If a+b+ c =9, then ab+bc+ca=23, then a³+b³ + c³ – 3abc =
A. 108
B. 207
C. 669
D. 729
Answers
Given : a + b + c = 9 and ab + bc + ca = 23
By using an algebraic identity :
a³ + b³ + c³ – 3abc = (a + b + c) (a² + b² + c² - ab - bc - ca)
a³ + b³ + c³ – 3abc = (a + b + c) {(a² + b² + c²) - (ab + bc + ca)} ……..(1)
By using an algebraic identity :
(a + b + c)² = a² + b² + c² + 2ab + 2 bc + 2 ca)]
(a + b + c)² = a² + b² + c² + 2(ab + bc + ca)

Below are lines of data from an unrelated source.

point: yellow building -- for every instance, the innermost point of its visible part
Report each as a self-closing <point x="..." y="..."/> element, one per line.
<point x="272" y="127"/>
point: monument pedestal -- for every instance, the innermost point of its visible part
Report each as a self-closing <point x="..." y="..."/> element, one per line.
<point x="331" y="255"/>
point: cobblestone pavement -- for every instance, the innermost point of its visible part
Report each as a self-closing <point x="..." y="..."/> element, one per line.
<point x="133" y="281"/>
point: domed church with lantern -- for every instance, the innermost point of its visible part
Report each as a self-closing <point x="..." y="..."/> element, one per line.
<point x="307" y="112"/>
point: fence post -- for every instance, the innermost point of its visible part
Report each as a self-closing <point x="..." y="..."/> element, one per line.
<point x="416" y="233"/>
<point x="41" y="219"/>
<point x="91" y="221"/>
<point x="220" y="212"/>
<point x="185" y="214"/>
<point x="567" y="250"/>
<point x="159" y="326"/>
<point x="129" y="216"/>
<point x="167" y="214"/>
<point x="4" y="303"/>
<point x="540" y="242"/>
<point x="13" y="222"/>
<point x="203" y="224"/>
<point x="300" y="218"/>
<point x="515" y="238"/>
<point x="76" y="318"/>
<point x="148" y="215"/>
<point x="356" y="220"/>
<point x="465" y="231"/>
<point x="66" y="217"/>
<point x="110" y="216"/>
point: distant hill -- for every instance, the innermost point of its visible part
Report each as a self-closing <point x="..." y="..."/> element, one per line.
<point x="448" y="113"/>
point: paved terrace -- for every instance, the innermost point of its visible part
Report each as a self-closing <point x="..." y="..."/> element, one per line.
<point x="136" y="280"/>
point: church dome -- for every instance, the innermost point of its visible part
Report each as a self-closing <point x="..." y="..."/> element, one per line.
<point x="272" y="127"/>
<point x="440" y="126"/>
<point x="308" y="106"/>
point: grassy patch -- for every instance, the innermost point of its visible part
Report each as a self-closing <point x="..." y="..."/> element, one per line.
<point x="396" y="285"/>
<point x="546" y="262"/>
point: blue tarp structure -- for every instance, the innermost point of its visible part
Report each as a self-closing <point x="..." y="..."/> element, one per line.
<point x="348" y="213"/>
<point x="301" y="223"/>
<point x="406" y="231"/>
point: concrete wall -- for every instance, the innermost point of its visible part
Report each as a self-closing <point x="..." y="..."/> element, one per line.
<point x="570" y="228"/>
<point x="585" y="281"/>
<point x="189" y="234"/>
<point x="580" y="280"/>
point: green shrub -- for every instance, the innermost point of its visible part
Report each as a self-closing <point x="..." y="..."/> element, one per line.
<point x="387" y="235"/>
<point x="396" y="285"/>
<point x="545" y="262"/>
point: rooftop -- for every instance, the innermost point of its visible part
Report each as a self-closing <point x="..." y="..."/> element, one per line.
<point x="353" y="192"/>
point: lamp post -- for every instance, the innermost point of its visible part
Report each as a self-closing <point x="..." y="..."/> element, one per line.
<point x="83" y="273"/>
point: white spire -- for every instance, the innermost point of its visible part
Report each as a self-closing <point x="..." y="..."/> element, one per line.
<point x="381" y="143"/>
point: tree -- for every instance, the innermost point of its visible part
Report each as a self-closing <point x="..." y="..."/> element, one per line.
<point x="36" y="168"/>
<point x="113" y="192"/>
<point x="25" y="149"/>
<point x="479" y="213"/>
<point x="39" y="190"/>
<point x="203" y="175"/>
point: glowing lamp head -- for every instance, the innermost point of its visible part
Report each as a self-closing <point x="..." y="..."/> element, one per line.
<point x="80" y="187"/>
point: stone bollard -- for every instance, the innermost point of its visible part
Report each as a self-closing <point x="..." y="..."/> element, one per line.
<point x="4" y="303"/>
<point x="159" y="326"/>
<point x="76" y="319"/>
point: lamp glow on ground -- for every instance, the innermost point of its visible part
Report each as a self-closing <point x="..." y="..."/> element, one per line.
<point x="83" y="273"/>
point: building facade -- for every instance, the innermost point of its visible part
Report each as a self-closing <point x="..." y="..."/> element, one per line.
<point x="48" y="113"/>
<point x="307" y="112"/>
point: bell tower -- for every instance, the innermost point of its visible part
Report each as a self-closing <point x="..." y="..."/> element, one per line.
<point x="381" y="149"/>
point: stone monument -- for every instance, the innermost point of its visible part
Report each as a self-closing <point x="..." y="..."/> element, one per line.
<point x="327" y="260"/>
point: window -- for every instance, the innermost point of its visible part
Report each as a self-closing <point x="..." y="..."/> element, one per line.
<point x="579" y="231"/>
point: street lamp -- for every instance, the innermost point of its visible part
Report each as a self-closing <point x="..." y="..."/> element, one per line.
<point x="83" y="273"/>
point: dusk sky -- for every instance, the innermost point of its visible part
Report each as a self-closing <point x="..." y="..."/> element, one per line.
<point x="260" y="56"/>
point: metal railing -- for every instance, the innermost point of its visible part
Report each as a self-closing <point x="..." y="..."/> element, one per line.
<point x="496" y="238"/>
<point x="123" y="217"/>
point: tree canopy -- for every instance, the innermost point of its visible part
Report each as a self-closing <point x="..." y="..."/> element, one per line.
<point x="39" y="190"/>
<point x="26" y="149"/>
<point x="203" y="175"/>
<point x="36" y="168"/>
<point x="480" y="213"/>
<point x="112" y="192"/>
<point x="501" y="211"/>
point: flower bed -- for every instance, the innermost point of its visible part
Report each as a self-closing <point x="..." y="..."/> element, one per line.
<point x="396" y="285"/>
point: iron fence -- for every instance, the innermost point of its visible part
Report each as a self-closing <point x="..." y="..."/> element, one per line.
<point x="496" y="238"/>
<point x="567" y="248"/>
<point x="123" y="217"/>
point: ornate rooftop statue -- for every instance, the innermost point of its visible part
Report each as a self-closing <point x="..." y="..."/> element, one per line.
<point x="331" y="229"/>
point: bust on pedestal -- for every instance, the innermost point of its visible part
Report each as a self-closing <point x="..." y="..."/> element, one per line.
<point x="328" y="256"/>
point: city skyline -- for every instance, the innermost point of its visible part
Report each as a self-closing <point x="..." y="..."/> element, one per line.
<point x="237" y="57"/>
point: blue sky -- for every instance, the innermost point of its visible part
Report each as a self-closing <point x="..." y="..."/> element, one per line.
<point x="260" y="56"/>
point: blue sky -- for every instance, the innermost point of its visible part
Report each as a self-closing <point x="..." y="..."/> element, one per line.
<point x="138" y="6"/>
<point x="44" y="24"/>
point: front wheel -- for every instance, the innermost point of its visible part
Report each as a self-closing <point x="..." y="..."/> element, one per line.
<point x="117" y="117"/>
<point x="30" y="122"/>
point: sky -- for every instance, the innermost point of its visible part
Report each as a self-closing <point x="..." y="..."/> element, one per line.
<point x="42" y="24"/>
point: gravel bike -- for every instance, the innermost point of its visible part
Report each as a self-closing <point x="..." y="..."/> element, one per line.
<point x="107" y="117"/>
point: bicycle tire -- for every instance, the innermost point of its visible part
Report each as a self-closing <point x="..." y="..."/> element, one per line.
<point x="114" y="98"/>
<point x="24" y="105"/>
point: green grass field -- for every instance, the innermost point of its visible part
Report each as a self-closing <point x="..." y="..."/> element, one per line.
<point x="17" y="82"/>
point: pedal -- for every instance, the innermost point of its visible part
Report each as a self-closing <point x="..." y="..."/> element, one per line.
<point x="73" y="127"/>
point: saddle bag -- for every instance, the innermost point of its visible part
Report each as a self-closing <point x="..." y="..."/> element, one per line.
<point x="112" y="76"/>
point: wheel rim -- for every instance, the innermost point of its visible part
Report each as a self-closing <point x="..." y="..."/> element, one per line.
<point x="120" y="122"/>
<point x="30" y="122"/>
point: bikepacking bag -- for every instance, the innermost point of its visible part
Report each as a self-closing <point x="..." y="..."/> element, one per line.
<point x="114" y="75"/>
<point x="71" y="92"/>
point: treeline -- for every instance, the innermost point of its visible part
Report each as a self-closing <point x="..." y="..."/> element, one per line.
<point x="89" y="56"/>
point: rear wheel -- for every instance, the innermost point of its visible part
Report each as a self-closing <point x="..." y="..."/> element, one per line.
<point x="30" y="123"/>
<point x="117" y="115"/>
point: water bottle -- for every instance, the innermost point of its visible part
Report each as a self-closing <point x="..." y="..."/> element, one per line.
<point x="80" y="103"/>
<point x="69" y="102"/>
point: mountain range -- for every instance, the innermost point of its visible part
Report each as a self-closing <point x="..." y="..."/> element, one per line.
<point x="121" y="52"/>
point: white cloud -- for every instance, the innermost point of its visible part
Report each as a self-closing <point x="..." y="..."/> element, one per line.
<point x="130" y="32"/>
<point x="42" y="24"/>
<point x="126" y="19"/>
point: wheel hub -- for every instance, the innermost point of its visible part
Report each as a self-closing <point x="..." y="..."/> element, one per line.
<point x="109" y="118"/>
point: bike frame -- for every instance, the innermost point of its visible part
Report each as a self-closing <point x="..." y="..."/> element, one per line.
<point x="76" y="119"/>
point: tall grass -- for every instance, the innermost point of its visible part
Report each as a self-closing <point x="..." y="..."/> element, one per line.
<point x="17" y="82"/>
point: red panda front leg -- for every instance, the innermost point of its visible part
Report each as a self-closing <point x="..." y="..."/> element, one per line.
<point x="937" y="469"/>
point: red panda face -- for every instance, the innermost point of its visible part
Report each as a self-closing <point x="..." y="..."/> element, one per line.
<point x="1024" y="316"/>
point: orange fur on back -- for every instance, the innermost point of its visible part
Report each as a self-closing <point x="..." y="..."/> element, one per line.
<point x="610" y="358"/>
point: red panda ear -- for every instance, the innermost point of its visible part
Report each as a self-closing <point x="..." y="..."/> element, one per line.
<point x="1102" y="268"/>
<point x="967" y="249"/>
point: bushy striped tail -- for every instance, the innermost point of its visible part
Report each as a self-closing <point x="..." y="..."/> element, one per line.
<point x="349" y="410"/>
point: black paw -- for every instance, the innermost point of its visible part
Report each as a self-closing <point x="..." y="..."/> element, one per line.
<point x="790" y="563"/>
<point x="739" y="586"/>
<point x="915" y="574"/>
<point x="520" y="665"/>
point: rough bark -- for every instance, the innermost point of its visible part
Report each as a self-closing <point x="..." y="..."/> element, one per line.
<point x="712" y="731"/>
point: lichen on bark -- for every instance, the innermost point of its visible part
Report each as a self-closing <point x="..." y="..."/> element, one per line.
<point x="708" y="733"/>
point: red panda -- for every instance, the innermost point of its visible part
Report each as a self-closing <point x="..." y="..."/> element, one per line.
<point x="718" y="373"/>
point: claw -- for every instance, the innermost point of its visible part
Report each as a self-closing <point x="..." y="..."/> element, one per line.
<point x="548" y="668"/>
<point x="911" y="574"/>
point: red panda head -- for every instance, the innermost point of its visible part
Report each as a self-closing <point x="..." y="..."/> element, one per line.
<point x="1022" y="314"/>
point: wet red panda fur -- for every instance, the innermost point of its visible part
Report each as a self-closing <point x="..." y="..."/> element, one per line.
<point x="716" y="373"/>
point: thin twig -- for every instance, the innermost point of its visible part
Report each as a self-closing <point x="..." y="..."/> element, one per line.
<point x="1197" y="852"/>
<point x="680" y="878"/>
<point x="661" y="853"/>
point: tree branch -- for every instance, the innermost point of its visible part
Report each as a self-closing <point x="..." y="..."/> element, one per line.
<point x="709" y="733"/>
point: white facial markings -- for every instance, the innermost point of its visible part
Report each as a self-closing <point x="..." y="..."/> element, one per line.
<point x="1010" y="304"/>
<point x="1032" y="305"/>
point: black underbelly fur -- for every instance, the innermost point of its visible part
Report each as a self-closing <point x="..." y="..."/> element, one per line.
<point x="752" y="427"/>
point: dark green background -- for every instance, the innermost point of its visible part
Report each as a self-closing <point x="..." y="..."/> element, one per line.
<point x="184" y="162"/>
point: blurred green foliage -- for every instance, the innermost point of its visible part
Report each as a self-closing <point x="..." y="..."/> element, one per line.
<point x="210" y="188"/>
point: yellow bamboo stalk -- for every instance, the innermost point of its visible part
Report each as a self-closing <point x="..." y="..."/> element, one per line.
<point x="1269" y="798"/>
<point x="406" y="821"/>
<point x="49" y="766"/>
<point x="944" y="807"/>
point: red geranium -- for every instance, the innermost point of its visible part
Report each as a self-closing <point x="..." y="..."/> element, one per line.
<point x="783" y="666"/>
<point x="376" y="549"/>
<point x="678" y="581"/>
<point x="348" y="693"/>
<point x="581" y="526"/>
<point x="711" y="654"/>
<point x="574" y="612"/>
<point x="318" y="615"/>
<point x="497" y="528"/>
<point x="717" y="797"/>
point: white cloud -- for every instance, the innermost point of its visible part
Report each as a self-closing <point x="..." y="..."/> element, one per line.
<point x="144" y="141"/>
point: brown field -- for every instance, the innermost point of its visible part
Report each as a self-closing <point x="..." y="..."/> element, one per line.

(9)² = a² + b² + c² + 2(23)
81 = a² + b² + c² + 46
a² + b² + c² = 81 - 46
a² + b² + c² = 35
Now putting a + b + c = 9 , ab + bc + ca = 23 and a² + b² + c² = 35 in eq 1,
a³ + b³ + c³ – 3abc = (9) {(35) - (23)}
a³ + b³ + c³ – 3abc = 9 {35 - 23}
a³ + b³ + c³ – 3abc = 9 × 12
a³ + b³ + c³ – 3abc = 108
Hence, the value of a³ + b³ + c³ – 3abc is 108.
Option (A) 108 is correct.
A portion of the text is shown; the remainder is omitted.